The core functionality of `ssp.glm` revolves around three key questions:

- How are subsampling probabilities computed? (Controlled by the `criterion`
  argument)

- How is the subsample drawn? (Controlled by the `sampling.method` argument)

- How is the likelihood adjusted to correct for bias? (Controlled by the
  `likelihood` argument)

### `criterion`

The choices of `criterion` include `optA`, `optL`(default), `LCC` and
`uniform`. The optimal subsampling criterion `optA` and `optL` are derived by
minimizing the asymptotic covariance of subsample estimator, proposed by
@wang2018optimal. `LCC` and `uniform` are baseline methods.

### `sampling.method`

The options for the `sampling.method` argument include `withReplacement` and
`poisson` (default). `withReplacement` stands for drawing `n.ssp` subsamples
from full dataset with replacement, using the specified subsampling
probabilities. `poisson` stands for drawing subsamples one by one by comparing the
subsampling probability with a realization of uniform random variable
$U(0,1)$. The expected number of drawn samples are `n.ssp`. More details see
@wang2019more.

### `likelihood`

The available choices for `likelihood` include `weighted` (default) and
`logOddsCorrection`. Both of these likelihood functions can derive an unbiased
estimator.

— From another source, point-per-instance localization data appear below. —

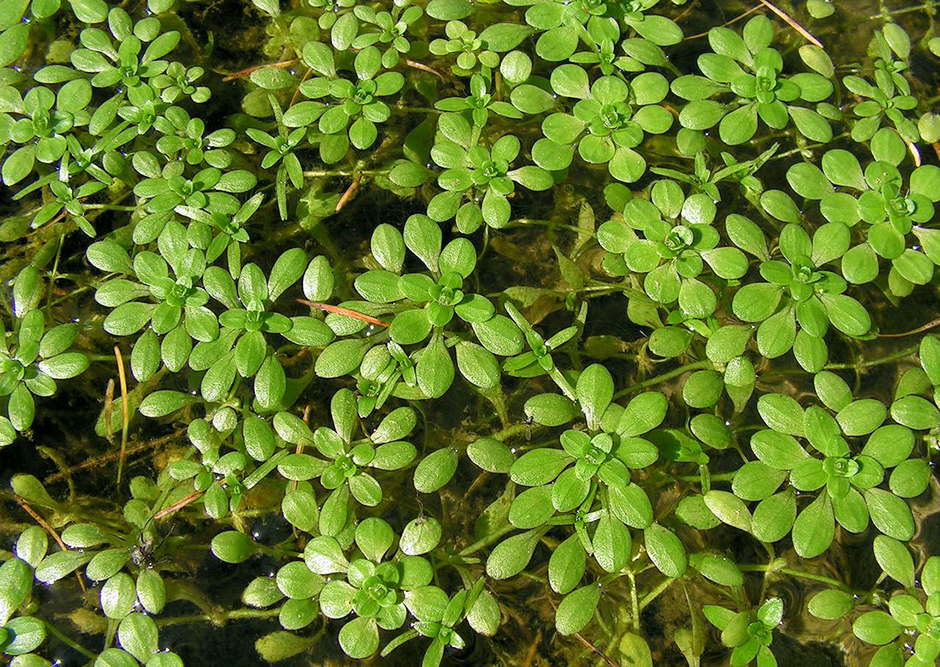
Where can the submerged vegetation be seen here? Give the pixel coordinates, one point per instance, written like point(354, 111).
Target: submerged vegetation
point(521, 332)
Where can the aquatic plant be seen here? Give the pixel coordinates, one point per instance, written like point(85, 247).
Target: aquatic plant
point(567, 323)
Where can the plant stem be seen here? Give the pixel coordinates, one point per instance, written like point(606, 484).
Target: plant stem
point(803, 575)
point(486, 541)
point(634, 601)
point(320, 173)
point(67, 641)
point(906, 352)
point(698, 365)
point(219, 618)
point(653, 594)
point(720, 477)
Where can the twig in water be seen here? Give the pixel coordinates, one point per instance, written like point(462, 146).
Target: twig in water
point(249, 70)
point(726, 24)
point(344, 311)
point(929, 325)
point(424, 68)
point(49, 529)
point(350, 191)
point(178, 505)
point(125, 409)
point(793, 24)
point(98, 460)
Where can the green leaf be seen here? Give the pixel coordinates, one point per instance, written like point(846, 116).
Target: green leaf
point(612, 543)
point(594, 390)
point(876, 627)
point(511, 556)
point(814, 528)
point(90, 11)
point(665, 550)
point(831, 604)
point(577, 609)
point(359, 638)
point(895, 560)
point(774, 516)
point(729, 508)
point(435, 470)
point(435, 369)
point(232, 546)
point(15, 582)
point(890, 514)
point(566, 565)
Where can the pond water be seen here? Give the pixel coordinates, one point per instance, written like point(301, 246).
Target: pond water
point(78, 464)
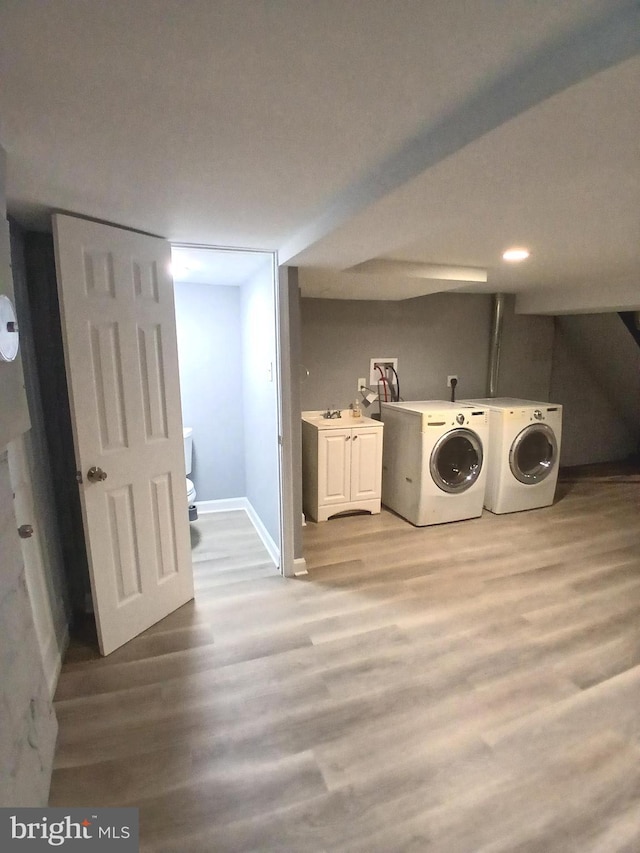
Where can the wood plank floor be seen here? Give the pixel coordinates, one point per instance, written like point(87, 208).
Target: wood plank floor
point(466, 688)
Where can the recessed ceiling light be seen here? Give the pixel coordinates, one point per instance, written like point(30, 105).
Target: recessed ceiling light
point(515, 255)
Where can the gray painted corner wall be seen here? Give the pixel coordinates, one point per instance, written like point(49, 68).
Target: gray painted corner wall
point(209, 328)
point(526, 355)
point(28, 725)
point(596, 377)
point(432, 337)
point(39, 457)
point(262, 464)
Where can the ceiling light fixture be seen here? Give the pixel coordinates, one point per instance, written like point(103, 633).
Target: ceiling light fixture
point(515, 255)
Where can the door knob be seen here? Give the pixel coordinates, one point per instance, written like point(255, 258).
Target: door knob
point(96, 475)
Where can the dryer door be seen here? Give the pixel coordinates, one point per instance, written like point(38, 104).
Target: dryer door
point(456, 461)
point(533, 454)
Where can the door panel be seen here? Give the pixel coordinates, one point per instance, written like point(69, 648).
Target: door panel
point(334, 465)
point(116, 302)
point(366, 468)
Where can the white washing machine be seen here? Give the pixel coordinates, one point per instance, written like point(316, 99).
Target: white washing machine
point(524, 453)
point(433, 467)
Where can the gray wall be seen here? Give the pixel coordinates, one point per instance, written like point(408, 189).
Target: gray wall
point(526, 355)
point(260, 397)
point(596, 377)
point(209, 330)
point(27, 721)
point(432, 337)
point(42, 481)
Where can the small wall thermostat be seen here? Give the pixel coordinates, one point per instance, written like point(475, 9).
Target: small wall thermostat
point(8, 330)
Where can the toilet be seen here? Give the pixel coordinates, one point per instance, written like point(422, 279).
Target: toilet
point(187, 435)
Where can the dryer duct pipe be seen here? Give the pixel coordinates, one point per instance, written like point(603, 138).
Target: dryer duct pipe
point(496, 343)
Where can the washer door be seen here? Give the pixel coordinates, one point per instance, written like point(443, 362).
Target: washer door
point(533, 454)
point(456, 461)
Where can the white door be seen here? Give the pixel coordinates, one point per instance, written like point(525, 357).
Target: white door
point(334, 466)
point(366, 463)
point(118, 323)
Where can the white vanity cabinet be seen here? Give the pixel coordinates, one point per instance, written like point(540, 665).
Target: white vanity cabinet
point(341, 464)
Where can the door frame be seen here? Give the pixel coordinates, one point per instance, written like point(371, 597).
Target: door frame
point(287, 564)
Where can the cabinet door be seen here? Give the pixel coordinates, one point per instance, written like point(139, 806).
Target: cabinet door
point(334, 464)
point(366, 463)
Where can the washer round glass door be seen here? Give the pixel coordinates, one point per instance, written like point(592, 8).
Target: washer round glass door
point(533, 454)
point(456, 461)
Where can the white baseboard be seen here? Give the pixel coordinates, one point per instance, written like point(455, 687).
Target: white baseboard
point(222, 505)
point(229, 504)
point(263, 533)
point(299, 567)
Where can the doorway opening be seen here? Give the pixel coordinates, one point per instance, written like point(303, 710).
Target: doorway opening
point(226, 322)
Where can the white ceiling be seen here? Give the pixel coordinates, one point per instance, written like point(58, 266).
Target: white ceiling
point(339, 132)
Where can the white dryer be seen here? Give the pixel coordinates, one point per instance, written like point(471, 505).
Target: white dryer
point(524, 453)
point(433, 460)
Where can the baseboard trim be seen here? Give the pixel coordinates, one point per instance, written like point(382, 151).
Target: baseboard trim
point(263, 533)
point(222, 505)
point(299, 567)
point(244, 504)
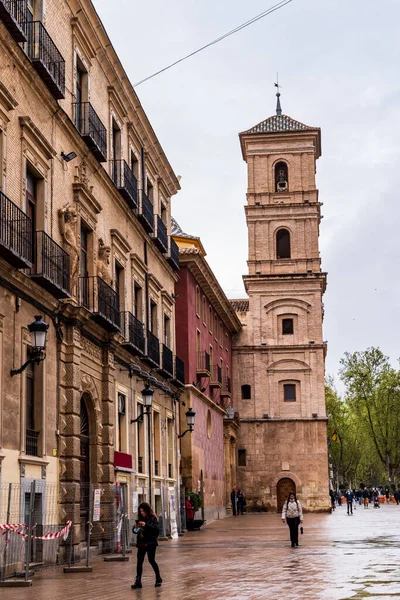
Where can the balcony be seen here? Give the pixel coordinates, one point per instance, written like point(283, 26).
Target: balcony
point(16, 239)
point(101, 300)
point(167, 364)
point(227, 387)
point(203, 364)
point(92, 130)
point(173, 255)
point(46, 58)
point(179, 378)
point(152, 350)
point(52, 269)
point(125, 182)
point(216, 377)
point(161, 236)
point(133, 332)
point(13, 15)
point(146, 214)
point(122, 461)
point(31, 442)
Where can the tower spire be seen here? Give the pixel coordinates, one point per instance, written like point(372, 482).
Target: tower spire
point(278, 96)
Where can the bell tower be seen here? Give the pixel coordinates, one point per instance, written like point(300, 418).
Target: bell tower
point(279, 356)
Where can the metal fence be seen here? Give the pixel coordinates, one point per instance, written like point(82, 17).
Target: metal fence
point(48, 524)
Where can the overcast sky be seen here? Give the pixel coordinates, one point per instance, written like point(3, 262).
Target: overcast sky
point(338, 63)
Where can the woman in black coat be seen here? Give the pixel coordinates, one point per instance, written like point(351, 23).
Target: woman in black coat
point(147, 530)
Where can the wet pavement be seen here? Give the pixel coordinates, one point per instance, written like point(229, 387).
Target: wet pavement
point(340, 557)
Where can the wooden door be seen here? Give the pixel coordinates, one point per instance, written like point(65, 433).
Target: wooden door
point(283, 489)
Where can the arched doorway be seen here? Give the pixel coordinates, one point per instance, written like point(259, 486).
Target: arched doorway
point(283, 489)
point(84, 459)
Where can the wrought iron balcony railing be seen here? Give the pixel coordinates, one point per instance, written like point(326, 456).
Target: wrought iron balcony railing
point(125, 181)
point(167, 367)
point(101, 300)
point(173, 255)
point(46, 58)
point(161, 235)
point(31, 442)
point(216, 376)
point(146, 212)
point(179, 371)
point(13, 15)
point(91, 129)
point(152, 349)
point(133, 331)
point(203, 363)
point(52, 266)
point(16, 234)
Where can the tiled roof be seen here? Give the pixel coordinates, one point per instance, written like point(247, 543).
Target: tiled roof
point(240, 305)
point(278, 123)
point(177, 230)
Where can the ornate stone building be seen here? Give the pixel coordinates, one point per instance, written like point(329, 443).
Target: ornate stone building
point(206, 324)
point(278, 356)
point(85, 195)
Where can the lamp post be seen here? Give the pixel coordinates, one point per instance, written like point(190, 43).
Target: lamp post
point(190, 420)
point(38, 331)
point(147, 396)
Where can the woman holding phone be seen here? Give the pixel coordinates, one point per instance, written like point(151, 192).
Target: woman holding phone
point(147, 530)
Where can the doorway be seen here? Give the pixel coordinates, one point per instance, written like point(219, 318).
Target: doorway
point(284, 487)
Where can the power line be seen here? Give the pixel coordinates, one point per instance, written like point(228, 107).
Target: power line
point(267, 12)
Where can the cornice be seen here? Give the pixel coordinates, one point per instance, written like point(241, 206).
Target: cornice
point(202, 272)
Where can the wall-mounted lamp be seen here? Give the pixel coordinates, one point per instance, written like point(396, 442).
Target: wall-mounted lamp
point(38, 330)
point(190, 419)
point(69, 156)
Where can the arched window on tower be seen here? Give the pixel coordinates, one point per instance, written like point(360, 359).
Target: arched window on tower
point(281, 177)
point(283, 244)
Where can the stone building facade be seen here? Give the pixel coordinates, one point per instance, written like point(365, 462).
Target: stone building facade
point(278, 356)
point(206, 324)
point(85, 190)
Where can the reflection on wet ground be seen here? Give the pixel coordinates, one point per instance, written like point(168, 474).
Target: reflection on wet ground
point(340, 557)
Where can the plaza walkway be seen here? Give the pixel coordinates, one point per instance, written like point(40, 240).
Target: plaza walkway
point(249, 557)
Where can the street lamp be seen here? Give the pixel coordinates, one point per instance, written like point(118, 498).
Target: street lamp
point(38, 331)
point(190, 420)
point(147, 396)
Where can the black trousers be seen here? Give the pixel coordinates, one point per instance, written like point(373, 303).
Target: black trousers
point(151, 555)
point(294, 529)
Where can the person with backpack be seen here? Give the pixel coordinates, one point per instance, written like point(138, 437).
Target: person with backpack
point(292, 513)
point(147, 530)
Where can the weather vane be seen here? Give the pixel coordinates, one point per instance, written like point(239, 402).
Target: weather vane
point(278, 95)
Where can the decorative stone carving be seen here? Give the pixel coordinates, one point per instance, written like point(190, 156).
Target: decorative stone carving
point(67, 219)
point(103, 262)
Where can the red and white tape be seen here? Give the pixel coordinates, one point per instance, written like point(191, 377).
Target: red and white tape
point(15, 528)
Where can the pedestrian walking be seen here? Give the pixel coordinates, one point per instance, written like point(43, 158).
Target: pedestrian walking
point(241, 502)
point(349, 498)
point(234, 501)
point(292, 513)
point(189, 513)
point(147, 530)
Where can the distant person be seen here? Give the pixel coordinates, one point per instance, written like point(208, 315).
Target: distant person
point(147, 530)
point(241, 502)
point(234, 501)
point(349, 498)
point(189, 513)
point(292, 514)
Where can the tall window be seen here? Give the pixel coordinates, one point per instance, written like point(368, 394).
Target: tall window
point(246, 392)
point(283, 244)
point(289, 392)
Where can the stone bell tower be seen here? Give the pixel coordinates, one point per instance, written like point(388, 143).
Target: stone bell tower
point(279, 356)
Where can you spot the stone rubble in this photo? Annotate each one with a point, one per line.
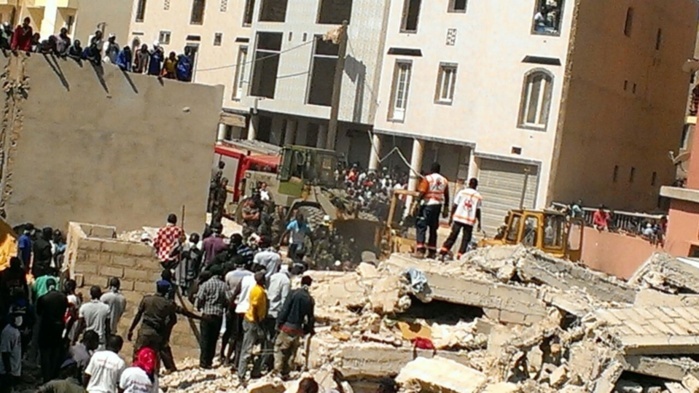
(502, 319)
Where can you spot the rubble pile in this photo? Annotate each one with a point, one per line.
(503, 319)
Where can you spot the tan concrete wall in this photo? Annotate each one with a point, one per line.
(95, 257)
(116, 14)
(606, 126)
(104, 146)
(616, 254)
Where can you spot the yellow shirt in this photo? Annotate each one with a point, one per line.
(258, 305)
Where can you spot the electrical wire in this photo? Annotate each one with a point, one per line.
(236, 65)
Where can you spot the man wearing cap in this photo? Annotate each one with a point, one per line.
(214, 244)
(252, 326)
(295, 320)
(51, 308)
(140, 377)
(166, 241)
(158, 317)
(212, 301)
(11, 353)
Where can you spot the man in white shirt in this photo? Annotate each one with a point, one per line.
(465, 212)
(11, 352)
(116, 303)
(104, 370)
(94, 315)
(141, 376)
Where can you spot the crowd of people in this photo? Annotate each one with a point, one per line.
(98, 50)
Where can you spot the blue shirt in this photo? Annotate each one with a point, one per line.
(24, 246)
(298, 231)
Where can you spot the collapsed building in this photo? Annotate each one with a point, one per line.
(503, 319)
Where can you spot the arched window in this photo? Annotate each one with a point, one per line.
(536, 99)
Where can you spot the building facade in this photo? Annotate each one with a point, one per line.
(542, 100)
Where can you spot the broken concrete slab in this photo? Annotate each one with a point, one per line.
(367, 360)
(441, 375)
(539, 267)
(673, 369)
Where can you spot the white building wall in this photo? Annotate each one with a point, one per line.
(493, 37)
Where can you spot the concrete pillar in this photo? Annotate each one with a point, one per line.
(416, 163)
(374, 152)
(322, 137)
(254, 123)
(221, 135)
(416, 166)
(472, 165)
(290, 137)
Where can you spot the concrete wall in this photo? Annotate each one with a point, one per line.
(97, 145)
(616, 254)
(115, 14)
(683, 229)
(215, 65)
(94, 257)
(492, 39)
(606, 124)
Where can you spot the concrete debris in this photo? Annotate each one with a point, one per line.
(441, 375)
(500, 320)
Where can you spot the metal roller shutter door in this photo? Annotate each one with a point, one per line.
(501, 184)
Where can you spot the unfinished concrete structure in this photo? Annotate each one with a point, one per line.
(90, 144)
(94, 255)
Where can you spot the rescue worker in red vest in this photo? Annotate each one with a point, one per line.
(465, 212)
(434, 199)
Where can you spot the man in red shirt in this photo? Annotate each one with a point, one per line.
(167, 240)
(600, 219)
(22, 37)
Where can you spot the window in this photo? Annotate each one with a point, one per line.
(536, 99)
(140, 10)
(325, 55)
(446, 82)
(240, 73)
(249, 10)
(457, 6)
(197, 17)
(164, 38)
(628, 25)
(263, 81)
(401, 87)
(411, 15)
(547, 17)
(273, 10)
(333, 12)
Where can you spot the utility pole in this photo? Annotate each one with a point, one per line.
(337, 87)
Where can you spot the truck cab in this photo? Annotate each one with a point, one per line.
(550, 231)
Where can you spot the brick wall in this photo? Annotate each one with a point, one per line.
(94, 256)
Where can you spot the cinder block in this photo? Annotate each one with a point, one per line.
(112, 271)
(115, 247)
(144, 287)
(141, 250)
(136, 274)
(124, 260)
(102, 232)
(127, 285)
(86, 267)
(90, 244)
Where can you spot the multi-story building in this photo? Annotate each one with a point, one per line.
(542, 100)
(80, 17)
(546, 100)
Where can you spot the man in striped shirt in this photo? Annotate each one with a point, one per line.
(465, 212)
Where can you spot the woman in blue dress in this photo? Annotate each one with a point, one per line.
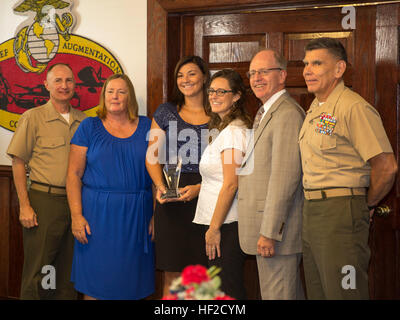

Theoretical results indicate that `logOddsCorrection` is more
efficient than `weighted` in the context of logistic regression. See
@wang2022maximum.

## Outputs

After drawing subsample, `ssp.glm` utilizes `survey::svyglm` to fit the model on
the subsample, which eventually uses `glm`. Arguments accepted by `svyglm` can
be passed through `...` in `ssp.glm`.

Below are two examples demonstrating the use of `ssp.glm` with different
configurations.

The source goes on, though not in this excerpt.